Товарищ Изместьева, в отличие он него самого, сделал недюжинную карьеру,  пробившись в полковники при Петербургском военном приказе, и к просьбе капитана отнесся с пониманием. Вскоре Алексей Илларьевич был назначен начальником каторжной крепости под Архангельском.
«Только благодарить не спеши, - значилось в записке, присовокупленной к назначению. – Крепость та – изрядный медвежий угол, по службе особо не продвинешься, да я полагаю, ты продвижения и не жаждешь. Кроме того, есть в тамошней тайге места с дурной славой: людишки там мрут от неизвестной хвори. Покрываются язвами, харкают кровью, а иные лысеют головами и слепнут. Ты тех мест остерегайся, добром прошу. Зато с окрестными племенами легко уживешься: народец это смирный, только Касым, хан зытяков, изредка голову подымает… Да для тебя он не противник. В общем, служи, брат, во славу государя нашего, и да хранит тебя Господь…»
Служба в остроге оказалась как служба. Охрана дорог силами казачьих разъездов (исконные таежные жители и впрямь хлопот не доставляли, полковник не солгал), назначение караулов, хозяйственные дела внутри крепости и надзор за каторжниками, которые стучали кирками в древнем медном руднике в полутора верстах к северу от острога. Никитушка тем временем окончил военную школу, год прослужил в Петербурге, но после некоторых событий (весьма, надо сказать, неприятных, едва не завершившихся дуэлью и казематом) был переведен под Архангельск, под батюшкино крылышко.
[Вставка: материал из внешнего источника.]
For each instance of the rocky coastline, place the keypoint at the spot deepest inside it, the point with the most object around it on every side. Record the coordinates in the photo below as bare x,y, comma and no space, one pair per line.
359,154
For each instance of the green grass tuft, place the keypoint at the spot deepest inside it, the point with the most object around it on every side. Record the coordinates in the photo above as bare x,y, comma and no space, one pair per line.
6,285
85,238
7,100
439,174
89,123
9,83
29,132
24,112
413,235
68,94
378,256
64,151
Словом, Господь, будто внемля пожеланиям Изместьевского приятеля, и вправду взялся хранить его, Алексея Илларьевича, от всяческих бурь и потрясений.
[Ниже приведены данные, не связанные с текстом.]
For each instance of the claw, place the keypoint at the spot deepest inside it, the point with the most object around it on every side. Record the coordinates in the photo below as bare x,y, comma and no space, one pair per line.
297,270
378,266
Как выяснилось, до нынешнего дня.
Бывают на свете такие дни: в одночасье, в краткий миг вдруг обрывается у человека предыдущая жизнь, с привычными радостями и печалями, и начинается другая. Человек и в мыслях не держит, что вон там, за поворотом наезженной дороги, поджидает совсем другой мир, перевернутый с ног на голову, и только потом, позже,  с удивлением сетует: а ведь я должен был почувствовать, все указывало на то.
И еще говорит: кабы можно было повернуть все назад, в ту минуту, на тот участок дороги перед поворотом. Уж я бы…
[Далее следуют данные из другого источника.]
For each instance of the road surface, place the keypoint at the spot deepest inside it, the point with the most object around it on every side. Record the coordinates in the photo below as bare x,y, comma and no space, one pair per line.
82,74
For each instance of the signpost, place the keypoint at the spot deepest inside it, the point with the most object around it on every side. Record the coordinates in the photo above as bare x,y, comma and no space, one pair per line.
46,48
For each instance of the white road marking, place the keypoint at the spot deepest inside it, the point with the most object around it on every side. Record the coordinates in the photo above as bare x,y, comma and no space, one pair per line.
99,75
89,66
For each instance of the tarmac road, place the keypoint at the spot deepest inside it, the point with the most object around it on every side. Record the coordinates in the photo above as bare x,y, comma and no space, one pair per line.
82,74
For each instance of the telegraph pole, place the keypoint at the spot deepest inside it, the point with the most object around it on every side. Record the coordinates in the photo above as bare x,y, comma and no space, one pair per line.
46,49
Черта с два я отдал бы Никитушку в военную школу. Черта с два хлопотал бы, чтобы его перевели в эту глухомань из столицы – вообразил, дурак, будто никакая опасность тут не грозит, а ведь предупреждали тебя: места здесь проклятые. Дурная слава попусту не возникает…
И уж вовсе костьми бы лег, но не позволил отпрыску сопровождать колодников на рудничные работы. Поставил бы в дозор на сторожевую башню, отослал с донесением в Архангельск, заставил гонять рекрутов по плацу – даром, что те не различают, где право, где лево… Никита, конечно, взбрыкнул бы (норовом в матушку пошел, стервец), но приказа начальника крепости – будь тот трижды родственник – не ослушался бы…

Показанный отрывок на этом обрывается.